La première chose à faire, c’est de nous mettre en face de la réalité. Dieu est loin, et notre cœur en est tout désorienté. Ne cherchons ni une évasion dans nos affaires ou même dans nos dévotions, ni des calmants dans le divertissement, le péché ou l’orgueilleux désespoir. Dieu est loin, dis-tu, et ton cœur est vide. Mais quel Dieu ? Pas le Dieu vivant et vrai, puisque c’est sa nature même de se dérober à tes prises et d’être rebelle à toute appellation, afin de pouvoir être précisément un Dieu à la mesure de ton cœur sans mesure. Le Dieu qui s’est éloigné de toi, c’est un Dieu qui n’existe pas ; rien de plus. Un Dieu dont tu voudrais t’emparer pour le mettre en idées, un Dieu à la mesure de tes courtes pensées et de tes sentiments mesquins ; un Dieu providence terrestre, un Dieu dont le plus grand souci serait de ne pas faire pleurer les petits enfants et d’épargner à l’amour humain toutes ses désillusions ; au fond, une respectable idole. Et tu t’affligerais d’une telle absence ?
Allons, laisse-toi convaincre. Accepte tranquillement l’invasion de ce désespoir qui semble te ravir tout ce que tu as. Laisse-le boucher les issues de ton cœur et lui interdire apparemment toute échappée sur la vie, sur la plénitude, sur les grands horizons, sur Dieu.
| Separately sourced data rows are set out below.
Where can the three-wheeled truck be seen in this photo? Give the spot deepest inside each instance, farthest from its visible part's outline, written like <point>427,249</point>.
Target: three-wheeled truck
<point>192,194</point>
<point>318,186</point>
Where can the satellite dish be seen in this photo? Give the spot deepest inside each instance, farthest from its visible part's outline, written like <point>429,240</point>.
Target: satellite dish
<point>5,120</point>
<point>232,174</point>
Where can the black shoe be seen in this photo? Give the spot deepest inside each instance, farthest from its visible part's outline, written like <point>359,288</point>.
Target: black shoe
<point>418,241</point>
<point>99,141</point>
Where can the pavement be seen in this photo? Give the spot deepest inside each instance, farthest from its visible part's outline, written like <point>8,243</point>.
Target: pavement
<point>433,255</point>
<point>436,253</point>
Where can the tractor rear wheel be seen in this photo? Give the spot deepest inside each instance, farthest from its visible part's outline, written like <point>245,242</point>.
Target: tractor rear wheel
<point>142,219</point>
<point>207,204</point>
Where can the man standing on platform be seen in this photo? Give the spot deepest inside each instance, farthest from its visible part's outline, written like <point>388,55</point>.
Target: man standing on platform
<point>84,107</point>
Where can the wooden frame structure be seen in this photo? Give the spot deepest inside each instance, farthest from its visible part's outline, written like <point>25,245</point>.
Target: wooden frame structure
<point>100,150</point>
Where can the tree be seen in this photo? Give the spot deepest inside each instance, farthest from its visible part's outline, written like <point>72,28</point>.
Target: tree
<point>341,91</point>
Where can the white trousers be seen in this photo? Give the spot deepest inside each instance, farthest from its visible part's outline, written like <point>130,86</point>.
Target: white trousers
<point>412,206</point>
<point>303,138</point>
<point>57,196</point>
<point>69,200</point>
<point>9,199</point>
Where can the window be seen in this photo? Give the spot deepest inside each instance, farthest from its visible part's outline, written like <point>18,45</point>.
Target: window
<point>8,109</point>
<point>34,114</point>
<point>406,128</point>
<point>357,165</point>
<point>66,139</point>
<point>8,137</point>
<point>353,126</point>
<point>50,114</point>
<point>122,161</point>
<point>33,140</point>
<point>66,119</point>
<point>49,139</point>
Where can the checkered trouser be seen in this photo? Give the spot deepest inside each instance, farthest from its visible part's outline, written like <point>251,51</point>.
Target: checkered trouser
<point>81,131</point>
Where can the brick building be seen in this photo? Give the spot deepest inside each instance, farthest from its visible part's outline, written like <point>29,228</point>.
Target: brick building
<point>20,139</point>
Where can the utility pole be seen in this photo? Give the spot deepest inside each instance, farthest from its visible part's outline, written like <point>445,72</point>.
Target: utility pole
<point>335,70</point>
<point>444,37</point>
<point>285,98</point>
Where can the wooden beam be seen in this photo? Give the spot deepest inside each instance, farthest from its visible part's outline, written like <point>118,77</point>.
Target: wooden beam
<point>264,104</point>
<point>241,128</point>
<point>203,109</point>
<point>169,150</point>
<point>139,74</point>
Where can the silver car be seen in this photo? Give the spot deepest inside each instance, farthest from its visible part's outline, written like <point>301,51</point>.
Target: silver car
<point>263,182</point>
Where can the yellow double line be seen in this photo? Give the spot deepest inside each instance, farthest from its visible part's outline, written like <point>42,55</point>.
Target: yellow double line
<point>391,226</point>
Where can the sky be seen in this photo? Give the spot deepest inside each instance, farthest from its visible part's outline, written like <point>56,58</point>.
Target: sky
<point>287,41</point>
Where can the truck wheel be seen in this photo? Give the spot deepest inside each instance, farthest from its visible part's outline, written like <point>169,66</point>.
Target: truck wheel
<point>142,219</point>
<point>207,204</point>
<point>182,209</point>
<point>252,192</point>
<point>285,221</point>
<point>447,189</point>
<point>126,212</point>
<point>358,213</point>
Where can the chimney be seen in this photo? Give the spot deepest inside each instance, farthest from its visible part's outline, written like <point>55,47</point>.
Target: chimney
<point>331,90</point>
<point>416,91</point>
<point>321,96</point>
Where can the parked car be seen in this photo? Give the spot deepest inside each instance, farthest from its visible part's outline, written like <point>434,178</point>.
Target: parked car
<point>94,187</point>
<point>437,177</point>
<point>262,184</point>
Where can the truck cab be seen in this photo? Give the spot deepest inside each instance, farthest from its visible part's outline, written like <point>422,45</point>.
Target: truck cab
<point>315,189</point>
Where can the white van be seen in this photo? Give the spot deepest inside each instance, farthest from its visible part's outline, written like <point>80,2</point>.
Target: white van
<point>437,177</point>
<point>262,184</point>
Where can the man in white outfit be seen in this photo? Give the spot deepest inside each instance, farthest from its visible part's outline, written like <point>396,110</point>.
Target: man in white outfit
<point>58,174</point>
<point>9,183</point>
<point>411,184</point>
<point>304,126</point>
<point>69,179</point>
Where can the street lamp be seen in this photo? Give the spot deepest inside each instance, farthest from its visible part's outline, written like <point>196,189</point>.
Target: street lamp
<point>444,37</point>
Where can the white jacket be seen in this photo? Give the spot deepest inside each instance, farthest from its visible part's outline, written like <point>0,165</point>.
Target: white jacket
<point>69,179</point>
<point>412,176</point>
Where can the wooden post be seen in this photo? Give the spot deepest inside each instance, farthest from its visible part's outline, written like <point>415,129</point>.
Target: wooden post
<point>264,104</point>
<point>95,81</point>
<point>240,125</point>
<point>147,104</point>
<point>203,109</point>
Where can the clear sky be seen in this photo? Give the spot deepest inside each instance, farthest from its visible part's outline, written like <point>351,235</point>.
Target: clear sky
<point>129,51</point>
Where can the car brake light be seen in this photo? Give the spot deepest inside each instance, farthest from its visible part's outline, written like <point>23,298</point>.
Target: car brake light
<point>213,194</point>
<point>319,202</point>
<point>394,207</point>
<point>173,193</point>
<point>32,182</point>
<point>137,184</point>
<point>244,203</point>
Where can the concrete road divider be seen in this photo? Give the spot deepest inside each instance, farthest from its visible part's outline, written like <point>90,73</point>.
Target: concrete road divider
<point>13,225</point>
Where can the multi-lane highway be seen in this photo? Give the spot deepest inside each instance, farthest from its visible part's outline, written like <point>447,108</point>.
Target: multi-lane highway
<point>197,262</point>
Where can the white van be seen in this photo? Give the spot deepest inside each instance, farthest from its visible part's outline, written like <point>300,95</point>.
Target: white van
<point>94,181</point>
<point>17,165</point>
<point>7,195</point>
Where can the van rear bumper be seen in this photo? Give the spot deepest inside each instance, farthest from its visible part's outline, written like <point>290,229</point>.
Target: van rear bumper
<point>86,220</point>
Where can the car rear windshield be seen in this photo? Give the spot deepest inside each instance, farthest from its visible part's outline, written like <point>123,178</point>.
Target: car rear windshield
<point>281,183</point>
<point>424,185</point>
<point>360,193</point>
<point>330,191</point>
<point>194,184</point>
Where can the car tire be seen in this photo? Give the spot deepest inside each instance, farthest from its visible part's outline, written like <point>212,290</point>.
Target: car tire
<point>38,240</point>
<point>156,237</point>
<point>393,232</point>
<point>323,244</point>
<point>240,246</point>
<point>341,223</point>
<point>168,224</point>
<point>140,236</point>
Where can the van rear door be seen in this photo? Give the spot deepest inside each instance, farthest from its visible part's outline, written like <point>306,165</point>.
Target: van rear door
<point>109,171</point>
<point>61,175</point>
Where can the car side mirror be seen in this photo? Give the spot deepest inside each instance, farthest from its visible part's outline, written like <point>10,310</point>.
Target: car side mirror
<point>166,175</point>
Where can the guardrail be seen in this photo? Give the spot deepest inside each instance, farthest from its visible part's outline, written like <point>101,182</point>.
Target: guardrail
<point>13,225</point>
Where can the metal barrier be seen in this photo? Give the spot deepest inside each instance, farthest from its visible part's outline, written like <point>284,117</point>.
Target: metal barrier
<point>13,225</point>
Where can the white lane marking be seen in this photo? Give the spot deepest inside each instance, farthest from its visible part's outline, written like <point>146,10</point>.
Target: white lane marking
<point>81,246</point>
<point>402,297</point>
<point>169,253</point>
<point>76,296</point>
Mais que ce désespoir ne te ravisse pas l’espérance !
Car si tu tiens bon, si tu ne fuis pas le désespoir, si, au sein même de ce désespoir où te plonge l’absence de cette divinité de néant à laquelle tu donnais le nom de Dieu, tu ne perds pas l’espérance dans le vrai Dieu, ce serait déjà une grande merveille de la grâce ! Et c’est alors que tu prendras soudain conscience que cette prison ne te prive que d’une réalité finie et sans consistance, que son vide apparemment mortel, n’est que le réceptacle immense d’un Dieu tout intime. Tu découvriras que son silence est plein d’une Parole qui ne se sert pas des mots de notre langage, qu’il est plein de Quelqu’un qui est au-dessus de tout nom, et qui est tout en tous. Ce silence, c’est le silence de Dieu, et il est plein d’un message inouï qui se résume en cette affirmation : je suis là près de toi.
Karl RAHNER « L’homme au miroir de l’année chrétienne », p. 106 et s.